Seitdem Russland und die Ukraine am 22. Juli das Abkommen unterzeichnet haben, wurden mehrere Millionen Tonnen Mais, Weizen, Sonnenblumenprodukte, Gerste, Raps und Soja aus der Ukraine exportiert. Voraussetzung war die Aufhebung der Blockade ukrainischer Häfen und die Schaffung sicherer Korridore durch das Schwarze Meer für die Frachter. Vertreter der UNO hatten sich noch Mittwoch zuversichtlich gezeigt, dass die ursprünglich auf 120 Tage begrenze Vereinbarung über Mitte November hinaus verlängert werden könne.
Ukraine erklärte, die von Russland besetzte Krim zurückerobern zu wollen
Russland drohte schon seit Wochen mit einem möglichen Stopp des Getreidedeals. Der ukrainische Präsident Selenskyj beklagte bereits in den vergangenen Tagen, dass Russland die Durchfahrt der mit Getreide beladenen Schiffe blockiere.
Zu dem Angriff auf der Krim hatte die Regierung in Moskau am Samstag erklärt: "Heute Morgen um 4.20 Uhr ist vom Kiewer Regime ein Terroranschlag auf die Schiffe der Schwarzmeerflotte verübt worden." Insgesamt hätten 16 Drohnen Sewastopol angegriffen, die meisten seien aber abgefangen worden. Das Minenräumschiff "Iwan Golubez" und auch Anlagen in einer Bucht seien leicht beschädigt worden, hieß es aus dem Verteidigungsministerium. Die Angaben ließen sich nicht unabhängig überprüfen.
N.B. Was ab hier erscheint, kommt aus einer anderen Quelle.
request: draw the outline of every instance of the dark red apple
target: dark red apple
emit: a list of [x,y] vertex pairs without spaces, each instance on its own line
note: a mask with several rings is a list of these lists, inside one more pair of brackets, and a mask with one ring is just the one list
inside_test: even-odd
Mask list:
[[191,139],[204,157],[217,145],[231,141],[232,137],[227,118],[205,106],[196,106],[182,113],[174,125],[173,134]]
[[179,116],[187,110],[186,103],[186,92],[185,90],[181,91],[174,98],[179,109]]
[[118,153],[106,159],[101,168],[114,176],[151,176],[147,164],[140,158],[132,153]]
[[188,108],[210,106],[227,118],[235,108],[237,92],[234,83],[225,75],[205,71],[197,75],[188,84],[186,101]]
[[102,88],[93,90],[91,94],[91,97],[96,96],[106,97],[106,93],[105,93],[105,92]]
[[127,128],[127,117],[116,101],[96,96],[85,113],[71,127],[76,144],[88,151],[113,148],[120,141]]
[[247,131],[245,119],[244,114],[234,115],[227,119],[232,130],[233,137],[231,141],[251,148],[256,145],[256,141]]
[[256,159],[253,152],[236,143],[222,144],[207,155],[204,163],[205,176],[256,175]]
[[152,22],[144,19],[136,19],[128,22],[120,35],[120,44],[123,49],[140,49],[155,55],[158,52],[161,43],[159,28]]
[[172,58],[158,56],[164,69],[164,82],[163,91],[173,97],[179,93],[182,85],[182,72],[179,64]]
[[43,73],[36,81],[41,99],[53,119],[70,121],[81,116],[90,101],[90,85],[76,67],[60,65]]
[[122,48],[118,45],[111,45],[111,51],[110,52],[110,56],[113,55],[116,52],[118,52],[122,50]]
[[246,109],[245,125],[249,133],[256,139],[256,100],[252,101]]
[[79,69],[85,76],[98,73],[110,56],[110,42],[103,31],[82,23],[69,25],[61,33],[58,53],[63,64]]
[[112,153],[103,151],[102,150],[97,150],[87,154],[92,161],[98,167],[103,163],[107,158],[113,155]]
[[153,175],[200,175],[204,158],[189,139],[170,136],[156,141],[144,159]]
Die Ukraine hat immer wieder erklärt, die von Russland seit 2014 besetzte Krim zurückerobern zu wollen. Die Stadt Sewastopol auf der Halbinsel ist für Moskau wichtig als Basis der Schwarzmeerflotte. Immer wieder wird die Halbinsel auch von Explosionen erschüttert, für die Russland die Ukraine verantwortlich macht. Kiew schweigt dazu meist. Am 8. Oktober etwa war die für den Nachschub der russischen Invasionstruppen in der Ukraine wichtige Kertsch-Brücke zwischen Russland und der Krim durch eine Explosion schwer beschädigt worden.